🎯 Situation
A client evaluating Microsoft Fabric asked: 'Do we use the Lakehouse or the Data Warehouse?' Both appeared in the Fabric workspace. Both stored tabular data. Both connected to Power BI. Their data engineer had used Azure Synapse (a warehouse) for years. Their data scientist was familiar with Spark notebooks (a lakehouse pattern). Both thought the other one's tool was the right answer for Fabric.
⚠️ Challenge
🟡 Lakehouse — files and code first
- Stores data as Delta Lake files on OneLake — open format, accessible from Spark, Python, and SQL
- Primary interface: Spark notebooks and SQL analytics endpoint
- Handles structured AND unstructured data (files, JSON, images, raw CSVs)

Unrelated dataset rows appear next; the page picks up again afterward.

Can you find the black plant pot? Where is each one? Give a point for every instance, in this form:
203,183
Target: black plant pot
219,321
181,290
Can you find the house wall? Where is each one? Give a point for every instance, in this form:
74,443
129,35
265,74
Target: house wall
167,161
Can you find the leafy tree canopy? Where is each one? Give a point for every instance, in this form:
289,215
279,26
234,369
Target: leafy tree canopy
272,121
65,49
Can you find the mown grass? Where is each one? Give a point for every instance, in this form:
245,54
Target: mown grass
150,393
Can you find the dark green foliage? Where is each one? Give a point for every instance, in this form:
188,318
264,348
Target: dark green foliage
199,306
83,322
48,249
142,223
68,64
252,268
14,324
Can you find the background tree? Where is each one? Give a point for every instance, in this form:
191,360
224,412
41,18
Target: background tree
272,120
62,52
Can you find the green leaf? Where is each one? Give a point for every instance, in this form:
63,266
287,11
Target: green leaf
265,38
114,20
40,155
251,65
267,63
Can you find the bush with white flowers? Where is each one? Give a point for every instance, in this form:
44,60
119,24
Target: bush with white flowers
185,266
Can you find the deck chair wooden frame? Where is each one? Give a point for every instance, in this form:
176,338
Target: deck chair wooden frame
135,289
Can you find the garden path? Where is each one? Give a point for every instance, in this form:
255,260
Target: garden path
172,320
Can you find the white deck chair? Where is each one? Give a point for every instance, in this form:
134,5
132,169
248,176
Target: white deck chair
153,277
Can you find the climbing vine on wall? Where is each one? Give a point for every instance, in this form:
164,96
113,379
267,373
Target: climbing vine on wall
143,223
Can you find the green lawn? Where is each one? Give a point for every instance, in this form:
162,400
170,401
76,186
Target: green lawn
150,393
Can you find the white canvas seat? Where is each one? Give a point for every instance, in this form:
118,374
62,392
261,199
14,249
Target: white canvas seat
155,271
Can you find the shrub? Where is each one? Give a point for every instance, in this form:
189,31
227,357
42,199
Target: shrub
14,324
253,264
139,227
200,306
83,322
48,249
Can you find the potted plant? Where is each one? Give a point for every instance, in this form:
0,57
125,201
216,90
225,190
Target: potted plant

- Best for: data engineering, ML model training, multi-format data ingestion
- The team using it: data engineers and data scientists who write Python/Spark
📊 Data Warehouse — SQL and structure first
- Stores data in columnar format with strict schema enforcement
- Primary interface: T-SQL — familiar to any SQL developer or BI analyst
- Handles structured tabular data only — no raw files, no semi-structured formats
- Best for: BI reporting, governed analytics, data that's already clean and structured
- The team using it: BI developers, SQL analysts, Power BI report builders
🔍 Analysis
The practical decision framework:
- Your primary users write Python/Spark → Lakehouse
- Your primary users write SQL → Warehouse
- You have raw, unprocessed data (files from APIs, exports, IoT) → Lakehouse to ingest, then optionally expose via SQL endpoint
- Your data is already clean and structured (from an ERP, CRM, or existing database) → Warehouse directly
- You need ML or advanced analytics → Lakehouse
- You need governed reporting and Power BI dashboards → Warehouse
✓️ Best Practice
When to start with the Warehouse (simpler):
- Your team knows SQL and doesn't want to learn Spark
- Your data arrives already clean from one or two structured sources
- Power BI is your primary consumer of the data
- You're replacing an Azure SQL database with a Fabric-native solution
When to start with the Lakehouse (more powerful):
- You have diverse raw data sources that need Python-based cleaning before they're queryable
- You need ML or data science workflows alongside BI
- Your data team includes engineers comfortable with Spark and notebooks
- You're building a multi-tier pipeline (Bronze/Silver/Gold)
💡 Summary
The Lakehouse and Warehouse are both powerful. Neither is universally better. The Lakehouse is a data engineering platform. The Warehouse is a governed analytics platform. If your team is primarily SQL and BI — start with the Warehouse. If your team includes data engineers or data scientists — start with the Lakehouse, and expose data to Power BI via the SQL endpoint or a downstream Warehouse.
👉 The Lakehouse is for data engineers. The Warehouse is for data analysts.
Most teams need both — and Fabric makes them work together.